= Nanjing No.5 Middle School =

School in Nanjing, China

Nanjing No.5 Middle School was founded in 1945 in Nanjing, China. It is a national level demonstrative four star key high in Jiang Su. In 1953, it was identified as the first batch of Jiangsu Province, one of 14 provincial key middle schools.

==Alumni==
The number of notable alumni has been mentioned in the media.

Alumni include:
- Qiao Dengjiang (academician and nuclear physicist),
- Chen Da (academician and nuclear physicist),
- Zhou Erfu (calligrapher),
- Yu Guangzhong (writer from Taiwan),
- Sha Yexin (playwright musician), Wu Zuqiang (composer)
- Yang Hongnian (conductor and educationist)
- Guo Jinlong (Beijing mayor)
- Wei Jianguo (vice minister of commerce)

==Faculty==

The school operates an internal selection process. Nine special-grade teachers, one professional-special-grade teacher and six national outstanding teachers are chosen from the school faculty annually. Among the existing teachers, there are 57% senior teachers, and 38% for the academic leaders, city-known teachers and outstanding young teachers, 25% for graduates. There are a number of key teachers elected as the directors of Teaching Research and Exam Study, and 7 major Academic Teaching and Research awarded as the advanced Teaching and Research in Jiangsu Province. Staff are members of Proposition Group and Checking Group of the College Entrance Examination.

More detailed information of the Teaching Faculty in Nanjing No.5 Middle School.

==Strong teaching and researching atmosphere==

Nanjing No.5 Middle School sticks to the idea of “Scientific teaching, qualified teaching”. “Center for Dialogue Project (Chinese:对话项目研究中心)” in Nanjing No.5 Middle School is the earliest researching center established in middle school in Nanjing City.The school has participated in more than 30 of the studies of the country Independently and 7 of the teaching & researching groups has been rewarded as the advanced groups in Jiangsu Province.
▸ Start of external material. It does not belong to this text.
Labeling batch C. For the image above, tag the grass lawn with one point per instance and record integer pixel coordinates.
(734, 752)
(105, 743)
And the numbers of the essaies publicly published by the school and rewarded in the province add up to several hundreds annually.

==Quality==
Although Nanjing No.5 Middle School does not have secondary school, it still attracts a great number of students to its middle school for its outstanding teaching quality. Nearly 98% of students will enter university after college entrance examination. Some of the students even go to college by early admission.

==Facilities==
Each faculty has a PC, and every classroom multimedia audio and video systems. The equipment includes Campus Computer Network, two-way closed circuit television systems. The school has a multi-functional lecture hall, a concert hall, a student room and some studio classrooms and an electronic reading room, and a newly renovated plastic track and field, basketball court, volleyball court, tennis courts and indoor sports facilities. The school has dormitories for one hundred students who live further afield.

==Location==
Nanjing No.5 Middle School is located near Xinjiekou, with the subway station and more than a dozen bus lines. Address: 121st Tianfei Lane, Mochou Road, Nanjing, Zip Code: 210004.